Quarantacinque anni dopo, nel dicembre del 2015, il Comitato direttivo della Cgil voterà pressoché all’unanimità la bozza della Carta dei diritti universali del lavoro, ovvero il nuovo Statuto dei lavoratori.

Sottolineava pochi mesi fa, nel cinquantesimo anniversario dello Statuto dei lavoratori, Maurizio Landini, in un video pubblicato su Collettiva: “I vari governi che si sono succeduti negli ultimi 25 anni, allargando la precarietà, rendendo più facili i licenziamenti, nei fatti, hanno svuotato molto spesso di significato quello Statuto e quei diritti. Di fatto oggi le persone, pur lavorando gomito a gomito nello stesso lavoro, non hanno gli stessi diritti e le stesse tutele. La riunificazione dei diritti nel lavoro, il fatto che le persone nel lavoro debbano avere le stesse tutele e puntare al fatto che le persone si realizzino nel lavoro che fanno sono gli obiettivi della Cgil”.

“Il 2021 - diceva il segretario pochi giorni fa a Futura 2020 - deve essere anche l’anno di un nuovo Statuto dei diritti dei lavoratori perché tutti i lavoratori, dai dipendenti alle partite Iva, devono avere le stesse tutele e gli stessi diritti”.

 

“Per tanti di noi - ha ripetuto più volte in questi anni - anche per me, per la mia storia, per la mia esperienza, la parola sinistra, era la parola che tu potevi associare alla speranza di cambiamento.
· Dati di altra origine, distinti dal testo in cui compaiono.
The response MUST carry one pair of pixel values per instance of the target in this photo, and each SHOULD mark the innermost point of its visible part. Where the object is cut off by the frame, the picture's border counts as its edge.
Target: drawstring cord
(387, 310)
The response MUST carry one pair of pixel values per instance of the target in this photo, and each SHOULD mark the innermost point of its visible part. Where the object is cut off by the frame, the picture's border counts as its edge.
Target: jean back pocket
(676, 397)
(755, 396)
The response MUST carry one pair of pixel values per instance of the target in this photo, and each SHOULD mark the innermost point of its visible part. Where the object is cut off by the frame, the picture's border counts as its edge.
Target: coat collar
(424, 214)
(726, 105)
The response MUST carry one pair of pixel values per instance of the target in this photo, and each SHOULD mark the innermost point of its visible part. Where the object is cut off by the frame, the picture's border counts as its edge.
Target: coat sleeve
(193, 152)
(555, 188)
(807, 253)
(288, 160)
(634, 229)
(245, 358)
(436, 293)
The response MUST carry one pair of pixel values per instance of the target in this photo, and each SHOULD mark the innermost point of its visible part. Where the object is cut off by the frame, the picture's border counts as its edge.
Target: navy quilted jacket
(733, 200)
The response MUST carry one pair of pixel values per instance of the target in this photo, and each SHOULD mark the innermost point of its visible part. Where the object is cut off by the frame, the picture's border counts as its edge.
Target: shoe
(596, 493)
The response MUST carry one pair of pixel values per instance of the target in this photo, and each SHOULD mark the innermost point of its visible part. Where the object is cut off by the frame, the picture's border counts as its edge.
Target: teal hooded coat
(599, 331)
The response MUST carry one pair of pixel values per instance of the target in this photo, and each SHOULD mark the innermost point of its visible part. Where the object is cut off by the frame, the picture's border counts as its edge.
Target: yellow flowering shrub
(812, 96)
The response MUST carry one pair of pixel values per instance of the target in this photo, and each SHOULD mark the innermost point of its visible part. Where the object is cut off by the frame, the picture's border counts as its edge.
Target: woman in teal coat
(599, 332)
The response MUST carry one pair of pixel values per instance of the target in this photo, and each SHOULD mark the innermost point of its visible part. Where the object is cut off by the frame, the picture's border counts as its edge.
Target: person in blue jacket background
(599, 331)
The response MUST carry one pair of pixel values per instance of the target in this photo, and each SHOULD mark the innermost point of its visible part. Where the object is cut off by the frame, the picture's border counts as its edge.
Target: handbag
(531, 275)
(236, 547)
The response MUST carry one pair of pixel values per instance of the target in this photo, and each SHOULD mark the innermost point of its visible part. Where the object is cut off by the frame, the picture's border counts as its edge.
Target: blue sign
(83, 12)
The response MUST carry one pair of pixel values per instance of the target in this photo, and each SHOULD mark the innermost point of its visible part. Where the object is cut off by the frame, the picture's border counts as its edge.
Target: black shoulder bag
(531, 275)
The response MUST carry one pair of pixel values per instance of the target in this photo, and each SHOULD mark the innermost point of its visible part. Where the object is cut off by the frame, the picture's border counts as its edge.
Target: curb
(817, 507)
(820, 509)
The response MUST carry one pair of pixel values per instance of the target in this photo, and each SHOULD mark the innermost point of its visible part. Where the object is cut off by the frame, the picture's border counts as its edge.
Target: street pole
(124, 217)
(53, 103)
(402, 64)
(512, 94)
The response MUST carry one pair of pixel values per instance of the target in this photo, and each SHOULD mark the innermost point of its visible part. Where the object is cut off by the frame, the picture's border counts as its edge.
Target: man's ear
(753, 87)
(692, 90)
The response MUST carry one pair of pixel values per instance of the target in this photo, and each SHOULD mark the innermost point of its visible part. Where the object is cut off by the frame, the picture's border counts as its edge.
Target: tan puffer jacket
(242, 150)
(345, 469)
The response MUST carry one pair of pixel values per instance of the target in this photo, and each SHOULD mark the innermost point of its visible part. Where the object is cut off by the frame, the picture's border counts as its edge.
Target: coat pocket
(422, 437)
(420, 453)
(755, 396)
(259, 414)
Ma se oggi prendiamo un giovane precario che era precario quando c’era il governo di centro-destra, poi era precario con il governo di centro-sinistra, poi è rimasto precario con il governo giallo-verde ed è ancora precario con il governo giallorosso, quale diversità dovrebbe vedere tra destra e sinistra se la politica cambia e lui rimane sempre precario. Come può pensare che la sinistra sia lo strumento per cambiare la propria condizione”.